Marsh posed for a photograph, standing rigidly beside General Sheridan. He then obtained letters of introduction to the three generals, and to the post commanders at Fort Laramie and Cheyenne. Two hours later, they were back at the train station, ready to continue westward.
At the departure gate, a rough-looking man, very tall, with a peculiar slanting scar on his cheek, said to Johnson, “How far are you going?”
“I’m on my way to Wyoming.” As soon as the words were out of his mouth, he remembered he should have said Colorado instead.
“Wyoming! Good luck to you then,” the man said, and turned away.
Marsh was beside Johnson a moment later. “Who was that?”
“I’ve no idea.”
“What did he want?”
“He asked how far I was going.”
“Did he? And what did you say?”
“Wyoming.”
Marsh frowned. “Did he believe you?”
“I’ve no idea.”
“Did he seem to believe you?”
“Yes, Professor. I think so.”
“You think so?”
“I am fairly sure, Professor.”
Marsh stared off in the direction of the departed man. The station was still crowded and busy. The echoing din was loud, pierced by departure whistles.
“I have already warned you about talking to strangers,” he said finally. “The man you spoke to was Cope’s favorite foreman, Navy Joe Benedict. A brutal thug of a human specimen. But if you told him we were going to Wyoming, that is all right.”
“You mean we are not going to Wyoming?”
“No,” Marsh said. “We are going to Colorado.”
“Colorado!”
“Of course,” Marsh said. “Colorado is the best source of bones in the West, though you can’t expect a fool like Cope to know it.”
Going West
The Chicago and North Western Railway carried them across the Mississippi at Clinton, Iowa, over a twelve-span iron bridge nearly a mile long. The students were excited to cross the largest river in America, but once its great muddy expanse was behind them, their lethargy returned. Iowa was a region of rolling farmlands, with few landmarks and points of interest. Dry heat blew in through the windows, along with an occasional insect or butterfly. A dreary, perspiring tedium settled over the party.
Johnson hoped to glimpse Indians, but saw none. A passenger beside him laughed. “There haven’t been Indians here for forty years, since the Black Hawk War. You want Indians, you have to go wes
t.”
“Isn’t this the West?” Johnson asked.
“Not yet. ’Cross the Missouri.”
“When do we cross the Missouri?”
“Other side of Cedar Rapids. Half a day on.”
But already the open prairie, and the fact of having crossed the Mississippi, had an effect on passengers. At each station and refueling stop, men would step onto the platform and fire their pistols at prairie dogs and prairie fowl. The birds would go screeching into the air; the little rodents would dive for cover, chattering. Nobody ever hit anything.

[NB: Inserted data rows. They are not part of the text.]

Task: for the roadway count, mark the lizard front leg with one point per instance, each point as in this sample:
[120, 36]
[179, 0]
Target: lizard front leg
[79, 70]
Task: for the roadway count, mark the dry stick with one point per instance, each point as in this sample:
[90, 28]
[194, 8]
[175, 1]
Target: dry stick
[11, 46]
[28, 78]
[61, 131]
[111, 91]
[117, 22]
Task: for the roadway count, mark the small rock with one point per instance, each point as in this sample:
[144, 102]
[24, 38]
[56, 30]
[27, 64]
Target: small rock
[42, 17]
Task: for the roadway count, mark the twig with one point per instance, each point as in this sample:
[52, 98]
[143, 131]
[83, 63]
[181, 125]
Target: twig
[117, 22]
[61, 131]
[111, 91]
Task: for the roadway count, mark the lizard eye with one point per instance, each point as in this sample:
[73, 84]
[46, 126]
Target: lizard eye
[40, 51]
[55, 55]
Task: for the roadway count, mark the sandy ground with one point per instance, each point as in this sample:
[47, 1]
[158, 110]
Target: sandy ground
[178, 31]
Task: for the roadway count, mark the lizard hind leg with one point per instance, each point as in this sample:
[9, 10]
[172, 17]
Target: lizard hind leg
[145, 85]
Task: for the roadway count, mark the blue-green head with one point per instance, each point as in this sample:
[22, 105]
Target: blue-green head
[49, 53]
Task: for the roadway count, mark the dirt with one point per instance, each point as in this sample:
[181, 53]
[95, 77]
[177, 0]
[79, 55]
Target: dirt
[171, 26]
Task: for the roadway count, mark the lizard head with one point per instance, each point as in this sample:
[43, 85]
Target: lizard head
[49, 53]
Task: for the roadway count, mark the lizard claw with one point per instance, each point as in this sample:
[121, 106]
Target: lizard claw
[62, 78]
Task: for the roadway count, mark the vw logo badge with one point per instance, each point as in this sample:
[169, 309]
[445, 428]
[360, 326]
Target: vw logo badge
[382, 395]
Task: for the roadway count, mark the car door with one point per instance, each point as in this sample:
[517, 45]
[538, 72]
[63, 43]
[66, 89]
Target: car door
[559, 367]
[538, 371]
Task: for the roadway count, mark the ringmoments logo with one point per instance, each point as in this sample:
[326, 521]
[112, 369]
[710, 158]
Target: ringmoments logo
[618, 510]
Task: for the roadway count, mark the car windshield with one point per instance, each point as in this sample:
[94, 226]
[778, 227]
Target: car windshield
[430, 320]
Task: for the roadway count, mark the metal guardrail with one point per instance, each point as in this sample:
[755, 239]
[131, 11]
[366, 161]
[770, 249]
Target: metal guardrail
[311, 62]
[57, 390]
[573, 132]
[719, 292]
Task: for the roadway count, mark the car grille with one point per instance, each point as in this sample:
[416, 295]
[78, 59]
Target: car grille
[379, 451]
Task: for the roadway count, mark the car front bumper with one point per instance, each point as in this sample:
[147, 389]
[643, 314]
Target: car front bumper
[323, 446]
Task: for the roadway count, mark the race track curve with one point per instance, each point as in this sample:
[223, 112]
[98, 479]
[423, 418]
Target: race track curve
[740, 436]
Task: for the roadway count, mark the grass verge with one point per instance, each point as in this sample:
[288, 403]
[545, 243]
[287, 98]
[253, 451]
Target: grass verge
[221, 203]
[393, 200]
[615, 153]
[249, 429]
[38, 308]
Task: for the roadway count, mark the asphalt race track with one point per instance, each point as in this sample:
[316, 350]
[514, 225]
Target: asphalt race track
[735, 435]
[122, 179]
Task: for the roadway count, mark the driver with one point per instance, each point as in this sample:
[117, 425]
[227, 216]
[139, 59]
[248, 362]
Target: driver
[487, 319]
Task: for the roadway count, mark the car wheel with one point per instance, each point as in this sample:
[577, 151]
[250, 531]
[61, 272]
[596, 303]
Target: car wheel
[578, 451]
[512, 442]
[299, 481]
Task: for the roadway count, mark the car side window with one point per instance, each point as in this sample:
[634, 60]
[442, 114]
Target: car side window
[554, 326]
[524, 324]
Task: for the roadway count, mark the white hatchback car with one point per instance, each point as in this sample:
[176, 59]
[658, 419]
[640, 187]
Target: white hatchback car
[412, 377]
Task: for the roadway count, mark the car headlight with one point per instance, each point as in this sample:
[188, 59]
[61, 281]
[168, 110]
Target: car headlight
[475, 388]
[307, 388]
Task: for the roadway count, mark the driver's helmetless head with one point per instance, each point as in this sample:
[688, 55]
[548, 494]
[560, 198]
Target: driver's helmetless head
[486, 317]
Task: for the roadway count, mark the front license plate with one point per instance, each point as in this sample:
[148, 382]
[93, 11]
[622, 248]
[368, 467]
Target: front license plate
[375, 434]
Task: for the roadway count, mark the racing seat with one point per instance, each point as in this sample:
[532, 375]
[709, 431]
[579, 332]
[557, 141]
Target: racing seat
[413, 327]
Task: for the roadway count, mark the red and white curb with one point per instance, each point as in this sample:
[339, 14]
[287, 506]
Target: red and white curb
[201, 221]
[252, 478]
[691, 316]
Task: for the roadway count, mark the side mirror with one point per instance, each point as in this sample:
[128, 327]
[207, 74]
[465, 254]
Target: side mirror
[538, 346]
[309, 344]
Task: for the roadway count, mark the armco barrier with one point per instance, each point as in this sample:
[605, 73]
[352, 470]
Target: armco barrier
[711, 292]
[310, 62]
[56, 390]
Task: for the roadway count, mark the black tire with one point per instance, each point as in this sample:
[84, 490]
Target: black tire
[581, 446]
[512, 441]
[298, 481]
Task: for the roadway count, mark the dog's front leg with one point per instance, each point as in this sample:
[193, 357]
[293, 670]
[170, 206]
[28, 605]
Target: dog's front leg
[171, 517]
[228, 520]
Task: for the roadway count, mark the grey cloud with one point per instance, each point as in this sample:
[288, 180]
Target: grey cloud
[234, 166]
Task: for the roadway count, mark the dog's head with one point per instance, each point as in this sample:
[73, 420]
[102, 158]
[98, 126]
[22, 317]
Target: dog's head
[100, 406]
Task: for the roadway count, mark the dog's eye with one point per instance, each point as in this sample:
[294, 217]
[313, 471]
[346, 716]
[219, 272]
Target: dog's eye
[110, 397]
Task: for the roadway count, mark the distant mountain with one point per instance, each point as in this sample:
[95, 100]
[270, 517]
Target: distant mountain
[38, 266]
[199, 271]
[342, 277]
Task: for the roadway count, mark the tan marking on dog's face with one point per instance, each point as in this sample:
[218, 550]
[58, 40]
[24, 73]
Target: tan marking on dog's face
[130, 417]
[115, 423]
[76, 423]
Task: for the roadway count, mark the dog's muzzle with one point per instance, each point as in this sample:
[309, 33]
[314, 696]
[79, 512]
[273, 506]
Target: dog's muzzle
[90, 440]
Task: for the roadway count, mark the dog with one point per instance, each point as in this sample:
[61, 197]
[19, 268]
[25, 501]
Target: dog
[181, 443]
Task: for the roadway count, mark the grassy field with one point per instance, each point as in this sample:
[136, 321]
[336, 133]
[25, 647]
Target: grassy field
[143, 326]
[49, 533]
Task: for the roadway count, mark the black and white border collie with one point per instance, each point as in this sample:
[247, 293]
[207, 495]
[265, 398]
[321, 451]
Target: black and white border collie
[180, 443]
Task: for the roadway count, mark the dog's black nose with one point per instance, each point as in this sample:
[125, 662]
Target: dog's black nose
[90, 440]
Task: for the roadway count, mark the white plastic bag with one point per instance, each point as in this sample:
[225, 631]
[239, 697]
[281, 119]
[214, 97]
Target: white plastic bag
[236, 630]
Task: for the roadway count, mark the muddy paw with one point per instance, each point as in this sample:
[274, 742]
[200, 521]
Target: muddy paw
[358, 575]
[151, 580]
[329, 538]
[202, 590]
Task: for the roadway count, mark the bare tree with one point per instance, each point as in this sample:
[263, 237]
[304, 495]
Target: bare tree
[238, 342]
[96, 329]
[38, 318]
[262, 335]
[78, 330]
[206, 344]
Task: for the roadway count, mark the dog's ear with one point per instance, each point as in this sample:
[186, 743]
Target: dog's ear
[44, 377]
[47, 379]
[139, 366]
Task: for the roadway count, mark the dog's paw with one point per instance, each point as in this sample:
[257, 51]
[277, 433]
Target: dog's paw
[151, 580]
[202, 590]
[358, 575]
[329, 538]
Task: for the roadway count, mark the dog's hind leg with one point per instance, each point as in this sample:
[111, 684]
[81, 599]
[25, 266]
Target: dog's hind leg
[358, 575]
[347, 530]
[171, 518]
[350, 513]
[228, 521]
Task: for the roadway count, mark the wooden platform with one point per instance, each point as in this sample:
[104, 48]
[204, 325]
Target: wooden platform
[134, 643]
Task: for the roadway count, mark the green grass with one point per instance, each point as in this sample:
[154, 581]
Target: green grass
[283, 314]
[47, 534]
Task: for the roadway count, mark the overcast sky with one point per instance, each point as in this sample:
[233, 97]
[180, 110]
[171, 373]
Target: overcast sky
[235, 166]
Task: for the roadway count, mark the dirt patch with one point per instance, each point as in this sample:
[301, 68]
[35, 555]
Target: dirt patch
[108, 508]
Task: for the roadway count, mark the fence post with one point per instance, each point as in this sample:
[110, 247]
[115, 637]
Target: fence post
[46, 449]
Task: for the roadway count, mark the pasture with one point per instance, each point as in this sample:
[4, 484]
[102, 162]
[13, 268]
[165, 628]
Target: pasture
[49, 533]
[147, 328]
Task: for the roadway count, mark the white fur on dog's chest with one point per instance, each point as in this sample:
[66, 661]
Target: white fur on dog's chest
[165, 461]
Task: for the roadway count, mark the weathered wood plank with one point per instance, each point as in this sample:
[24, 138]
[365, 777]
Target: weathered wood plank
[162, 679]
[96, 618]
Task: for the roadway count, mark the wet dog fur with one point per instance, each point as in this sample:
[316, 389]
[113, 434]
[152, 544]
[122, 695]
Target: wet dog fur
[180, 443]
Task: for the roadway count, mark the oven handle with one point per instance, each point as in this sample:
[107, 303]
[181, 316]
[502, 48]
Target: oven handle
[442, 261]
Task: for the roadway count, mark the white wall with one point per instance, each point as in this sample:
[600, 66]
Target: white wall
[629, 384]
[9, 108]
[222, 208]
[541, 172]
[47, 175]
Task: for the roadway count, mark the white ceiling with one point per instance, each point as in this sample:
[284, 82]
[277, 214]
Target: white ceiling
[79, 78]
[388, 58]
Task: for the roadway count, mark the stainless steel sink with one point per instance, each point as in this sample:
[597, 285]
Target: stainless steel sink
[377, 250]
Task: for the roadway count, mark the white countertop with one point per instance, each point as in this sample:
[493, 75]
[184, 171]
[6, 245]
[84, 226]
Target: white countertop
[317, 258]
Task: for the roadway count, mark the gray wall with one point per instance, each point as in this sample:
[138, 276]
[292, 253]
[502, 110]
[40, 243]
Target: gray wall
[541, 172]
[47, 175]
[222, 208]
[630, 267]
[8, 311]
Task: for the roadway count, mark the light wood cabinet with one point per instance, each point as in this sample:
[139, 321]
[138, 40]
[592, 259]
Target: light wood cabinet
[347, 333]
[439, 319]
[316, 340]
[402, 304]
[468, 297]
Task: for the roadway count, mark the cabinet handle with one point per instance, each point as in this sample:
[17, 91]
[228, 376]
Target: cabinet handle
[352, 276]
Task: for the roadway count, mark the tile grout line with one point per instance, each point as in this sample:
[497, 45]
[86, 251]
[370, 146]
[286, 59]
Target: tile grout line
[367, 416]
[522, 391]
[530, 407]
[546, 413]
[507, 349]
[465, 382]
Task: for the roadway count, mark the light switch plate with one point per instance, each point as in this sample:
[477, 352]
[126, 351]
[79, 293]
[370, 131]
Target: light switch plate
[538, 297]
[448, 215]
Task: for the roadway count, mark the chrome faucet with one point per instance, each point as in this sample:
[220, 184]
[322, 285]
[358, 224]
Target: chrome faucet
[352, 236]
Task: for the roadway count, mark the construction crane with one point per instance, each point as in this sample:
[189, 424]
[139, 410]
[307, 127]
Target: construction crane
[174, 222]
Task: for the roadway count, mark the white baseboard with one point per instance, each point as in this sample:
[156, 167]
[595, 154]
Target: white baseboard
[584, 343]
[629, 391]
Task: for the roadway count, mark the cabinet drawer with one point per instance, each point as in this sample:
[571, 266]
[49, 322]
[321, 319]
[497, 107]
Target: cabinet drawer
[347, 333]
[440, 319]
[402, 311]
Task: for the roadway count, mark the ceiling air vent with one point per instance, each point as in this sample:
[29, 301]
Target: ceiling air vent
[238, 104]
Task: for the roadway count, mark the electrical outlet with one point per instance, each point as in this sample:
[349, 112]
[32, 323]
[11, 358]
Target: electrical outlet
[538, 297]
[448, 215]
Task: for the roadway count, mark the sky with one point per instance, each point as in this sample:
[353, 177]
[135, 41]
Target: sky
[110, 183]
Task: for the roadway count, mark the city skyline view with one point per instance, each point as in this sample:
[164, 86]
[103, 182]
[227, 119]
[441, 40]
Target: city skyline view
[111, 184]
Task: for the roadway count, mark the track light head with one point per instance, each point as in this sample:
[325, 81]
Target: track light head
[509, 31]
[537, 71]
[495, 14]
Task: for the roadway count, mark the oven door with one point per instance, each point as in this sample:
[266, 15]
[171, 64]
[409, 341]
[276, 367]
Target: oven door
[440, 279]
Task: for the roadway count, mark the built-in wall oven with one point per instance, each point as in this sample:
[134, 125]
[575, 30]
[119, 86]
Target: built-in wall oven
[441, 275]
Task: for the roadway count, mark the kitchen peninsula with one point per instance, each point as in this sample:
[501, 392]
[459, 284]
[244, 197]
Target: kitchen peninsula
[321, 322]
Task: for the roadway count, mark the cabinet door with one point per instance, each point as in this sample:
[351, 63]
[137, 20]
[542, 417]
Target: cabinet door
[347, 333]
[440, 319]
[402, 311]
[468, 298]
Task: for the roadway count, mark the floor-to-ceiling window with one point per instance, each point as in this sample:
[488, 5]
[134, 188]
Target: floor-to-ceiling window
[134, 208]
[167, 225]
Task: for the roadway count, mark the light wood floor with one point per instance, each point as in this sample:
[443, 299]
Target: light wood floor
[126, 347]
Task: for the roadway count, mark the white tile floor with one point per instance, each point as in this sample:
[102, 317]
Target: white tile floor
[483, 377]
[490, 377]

“Yep,” said one passenger. “They’re feeling the wide-open spaces now.”
Johnson found the wide-open spaces extraordinarily tedious. The students amused themselves as best they could with cards and dominoes, but it was a losing battle. For a while, they would get out at each station and walk around, but eventually even the stations became monotonously the same, and they usually remained inside.